For the sake of simplicity, the drawings only schematically show the parts relevant to the present invention, and they do not represent the actual structure as a product. In addition, in order to make the drawings concise and understandable, components having the same structure or function in some of the drawings are only schematically illustrated or only labeled. In this document, "one" means not only "only one" but also a case of "more than one".

The present invention provides an electrostatic protection device for a lighting test apparatus, as shown in fig. 3, including: the first testing unit 10 is positioned at the bottom layer, and the first testing unit 10 is used for connecting the display panel to be tested; a first insulating layer 20 covering the first test unit 10; a first shielding unit 30 covering the first insulating layer 20, the first shielding unit 30 being Grounded (GND); the first shielding unit 30 is electrically connected to the first testing unit 10 and has an electrically connected state and an electrically disconnected state; when the test lights up, the electrical connection is in a connection state, and when the test is finished, the electrical connection is in a disconnection state.

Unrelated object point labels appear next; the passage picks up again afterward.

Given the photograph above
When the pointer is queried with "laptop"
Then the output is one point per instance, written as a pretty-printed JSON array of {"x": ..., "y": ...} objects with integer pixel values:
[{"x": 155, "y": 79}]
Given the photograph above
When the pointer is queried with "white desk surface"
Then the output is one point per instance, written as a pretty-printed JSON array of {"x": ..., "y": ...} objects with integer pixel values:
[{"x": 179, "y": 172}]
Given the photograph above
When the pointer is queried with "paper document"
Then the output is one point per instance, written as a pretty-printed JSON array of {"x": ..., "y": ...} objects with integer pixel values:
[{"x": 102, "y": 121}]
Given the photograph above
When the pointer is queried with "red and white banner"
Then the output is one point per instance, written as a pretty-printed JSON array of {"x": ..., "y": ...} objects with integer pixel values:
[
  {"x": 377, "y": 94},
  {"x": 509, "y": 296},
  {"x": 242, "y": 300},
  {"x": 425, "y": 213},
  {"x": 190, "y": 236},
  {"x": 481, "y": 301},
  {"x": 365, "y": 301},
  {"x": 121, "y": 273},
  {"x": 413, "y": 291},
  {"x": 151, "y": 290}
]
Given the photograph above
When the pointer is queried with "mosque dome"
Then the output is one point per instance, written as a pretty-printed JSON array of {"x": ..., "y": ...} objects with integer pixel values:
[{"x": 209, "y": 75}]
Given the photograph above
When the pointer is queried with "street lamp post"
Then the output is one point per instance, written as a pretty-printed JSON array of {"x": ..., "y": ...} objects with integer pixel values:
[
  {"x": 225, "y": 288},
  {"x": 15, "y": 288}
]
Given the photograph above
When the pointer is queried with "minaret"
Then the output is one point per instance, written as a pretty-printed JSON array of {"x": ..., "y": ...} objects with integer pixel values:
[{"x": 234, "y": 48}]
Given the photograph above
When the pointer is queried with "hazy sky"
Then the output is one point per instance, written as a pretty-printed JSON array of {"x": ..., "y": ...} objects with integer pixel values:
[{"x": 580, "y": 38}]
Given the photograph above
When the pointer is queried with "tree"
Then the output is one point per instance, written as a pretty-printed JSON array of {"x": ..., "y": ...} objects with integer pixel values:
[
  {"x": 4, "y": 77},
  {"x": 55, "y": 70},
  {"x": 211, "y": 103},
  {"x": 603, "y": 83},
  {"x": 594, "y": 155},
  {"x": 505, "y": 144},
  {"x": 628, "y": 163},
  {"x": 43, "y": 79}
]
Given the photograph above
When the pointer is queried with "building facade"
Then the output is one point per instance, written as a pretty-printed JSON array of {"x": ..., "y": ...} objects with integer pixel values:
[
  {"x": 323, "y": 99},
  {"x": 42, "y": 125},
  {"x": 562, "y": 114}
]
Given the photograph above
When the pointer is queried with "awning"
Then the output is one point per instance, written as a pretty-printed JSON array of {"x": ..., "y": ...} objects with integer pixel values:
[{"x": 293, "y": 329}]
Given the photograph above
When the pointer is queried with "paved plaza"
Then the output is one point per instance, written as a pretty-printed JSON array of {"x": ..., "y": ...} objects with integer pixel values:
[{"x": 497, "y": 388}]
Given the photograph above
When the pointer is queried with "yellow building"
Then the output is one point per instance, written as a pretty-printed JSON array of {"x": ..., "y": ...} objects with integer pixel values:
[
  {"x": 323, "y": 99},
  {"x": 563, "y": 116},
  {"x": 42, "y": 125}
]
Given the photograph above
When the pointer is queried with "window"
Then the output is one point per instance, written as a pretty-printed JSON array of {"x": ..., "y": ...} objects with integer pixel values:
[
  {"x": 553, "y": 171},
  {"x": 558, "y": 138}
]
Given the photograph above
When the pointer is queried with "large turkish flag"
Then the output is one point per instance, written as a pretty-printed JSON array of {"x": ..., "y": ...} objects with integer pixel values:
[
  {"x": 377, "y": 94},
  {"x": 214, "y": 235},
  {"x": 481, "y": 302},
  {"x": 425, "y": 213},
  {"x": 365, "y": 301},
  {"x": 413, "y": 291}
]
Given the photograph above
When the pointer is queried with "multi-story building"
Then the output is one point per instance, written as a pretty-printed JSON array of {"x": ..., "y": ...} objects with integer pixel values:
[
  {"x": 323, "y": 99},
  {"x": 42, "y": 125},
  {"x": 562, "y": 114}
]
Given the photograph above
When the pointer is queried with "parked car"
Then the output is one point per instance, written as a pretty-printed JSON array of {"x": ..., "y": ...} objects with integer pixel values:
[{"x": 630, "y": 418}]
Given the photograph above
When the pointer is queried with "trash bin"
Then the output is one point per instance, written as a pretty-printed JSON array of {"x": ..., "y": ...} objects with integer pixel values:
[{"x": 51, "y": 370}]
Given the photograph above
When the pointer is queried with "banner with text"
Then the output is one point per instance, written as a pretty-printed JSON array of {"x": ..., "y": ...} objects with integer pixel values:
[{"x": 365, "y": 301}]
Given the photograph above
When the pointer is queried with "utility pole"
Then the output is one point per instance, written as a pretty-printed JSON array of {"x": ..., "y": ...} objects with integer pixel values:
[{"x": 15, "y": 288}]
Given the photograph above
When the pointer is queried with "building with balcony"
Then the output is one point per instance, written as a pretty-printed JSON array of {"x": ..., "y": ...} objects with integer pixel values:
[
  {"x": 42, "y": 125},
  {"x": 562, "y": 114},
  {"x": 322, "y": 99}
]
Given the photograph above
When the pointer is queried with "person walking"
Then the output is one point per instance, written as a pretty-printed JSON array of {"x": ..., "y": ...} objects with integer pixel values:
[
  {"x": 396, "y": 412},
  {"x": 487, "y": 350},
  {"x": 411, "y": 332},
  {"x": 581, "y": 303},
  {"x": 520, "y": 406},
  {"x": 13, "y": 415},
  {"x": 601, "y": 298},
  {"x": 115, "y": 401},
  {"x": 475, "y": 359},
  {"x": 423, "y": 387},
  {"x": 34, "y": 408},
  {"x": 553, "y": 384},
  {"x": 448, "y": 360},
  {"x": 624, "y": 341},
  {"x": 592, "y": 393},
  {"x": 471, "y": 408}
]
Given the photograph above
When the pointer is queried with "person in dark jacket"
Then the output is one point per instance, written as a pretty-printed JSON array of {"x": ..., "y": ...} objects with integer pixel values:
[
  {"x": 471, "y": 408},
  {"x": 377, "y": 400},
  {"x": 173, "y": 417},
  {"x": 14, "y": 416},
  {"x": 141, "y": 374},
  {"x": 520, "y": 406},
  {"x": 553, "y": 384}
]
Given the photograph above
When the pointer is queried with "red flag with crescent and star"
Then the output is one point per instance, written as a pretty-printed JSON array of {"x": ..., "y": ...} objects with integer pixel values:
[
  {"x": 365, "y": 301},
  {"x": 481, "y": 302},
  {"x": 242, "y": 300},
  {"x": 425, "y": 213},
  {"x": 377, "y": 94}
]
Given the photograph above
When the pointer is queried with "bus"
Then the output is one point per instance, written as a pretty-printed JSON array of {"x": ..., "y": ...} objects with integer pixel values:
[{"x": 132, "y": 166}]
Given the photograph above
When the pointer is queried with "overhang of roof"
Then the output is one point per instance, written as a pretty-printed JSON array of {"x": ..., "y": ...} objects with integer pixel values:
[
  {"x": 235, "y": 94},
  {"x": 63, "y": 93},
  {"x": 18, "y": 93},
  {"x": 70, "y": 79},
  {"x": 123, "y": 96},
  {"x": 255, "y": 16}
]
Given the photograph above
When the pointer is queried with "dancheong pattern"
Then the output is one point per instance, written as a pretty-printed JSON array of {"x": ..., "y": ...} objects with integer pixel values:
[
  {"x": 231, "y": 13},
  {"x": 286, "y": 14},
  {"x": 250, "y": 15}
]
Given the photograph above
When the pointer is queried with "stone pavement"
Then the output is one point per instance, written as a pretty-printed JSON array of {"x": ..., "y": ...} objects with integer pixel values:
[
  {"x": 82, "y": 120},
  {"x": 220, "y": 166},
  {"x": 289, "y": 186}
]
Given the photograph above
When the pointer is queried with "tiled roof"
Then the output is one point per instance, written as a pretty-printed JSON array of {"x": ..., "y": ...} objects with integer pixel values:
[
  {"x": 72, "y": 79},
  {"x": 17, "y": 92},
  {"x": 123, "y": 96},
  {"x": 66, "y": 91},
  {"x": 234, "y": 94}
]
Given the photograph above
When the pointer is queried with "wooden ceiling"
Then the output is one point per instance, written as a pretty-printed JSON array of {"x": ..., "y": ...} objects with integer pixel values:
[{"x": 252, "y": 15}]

Among them, the first test unit 10 can play a complete lighting test role when used alone, but it cannot play a role of shielding static electricity when used alone, and easily damages the panel, so the present invention additionally provides a first shielding unit 30 for shielding static electricity.

The first testing unit 10 may be formed of one or more conductive layers, and the first shielding unit 30 may also be formed of one or more conductive layers, which may be metal, metal oxide, or any other conductive material. Regardless of the first testing unit 10 or the first shielding unit 30, when the conductive layers are multi-layered, two adjacent conductive layers may be connected by a via hole of the insulating layer, or two conductive layers may be directly connected without an insulating layer therebetween, and particularly, the internal connection manner of the first testing unit 10 or the first shielding unit 30 may be selected according to the material and the form of the conductive layers and the process.

The first testing unit 10 and the first shielding unit 30 are separated by the first insulating layer 20, the first shielding unit 30 covers the first insulating layer 20, and the area of the first shielding unit 30 is larger than that of the first testing unit 10, and the first shielding unit 30 does not have any connection with other layers of the first testing unit 10 within the effective testing area range of the first testing unit 10.

The first shielding unit 30 and the first testing unit 10 are electrically connected outside the effective testing area range of the first testing unit 10 and have two states of an electrically connected state and a disconnected state, the connection mode is not limited here, any one or more conductive layers of the first shielding unit 30 and any one or more conductive layers of the first testing unit 10 can be electrically connected outside the effective testing area range of the first testing unit 10 through connection holes, the multiple layers of metals may or may not overlap, as long as the electrical connection between the first shielding unit 30 and the first testing unit 10 is realized, and in addition, the number and the positions of the connection holes are not limited in the present invention.

When lighting test is carried out, the first test unit 10 can lead out metal wires to be connected with a display panel to be tested, the first shielding unit 30 is connected with the jig probe, the first shielding unit 30 is grounded, and the jig probe can send an electric signal into the display panel by contacting with the first shielding unit 30 on the surface; after the lighting test is finished, the electrical connection state between the first shielding unit 30 and the first testing unit 10 is adjusted to be the disconnection state. Therefore, the effect that static electricity generated on the isolation terminal enters the display panel through the lighting test circuit is achieved, and the risk that TFT devices and circuits inside the panel are damaged by static electricity is avoided.

The technical solution of the present invention is described in detail with specific examples below.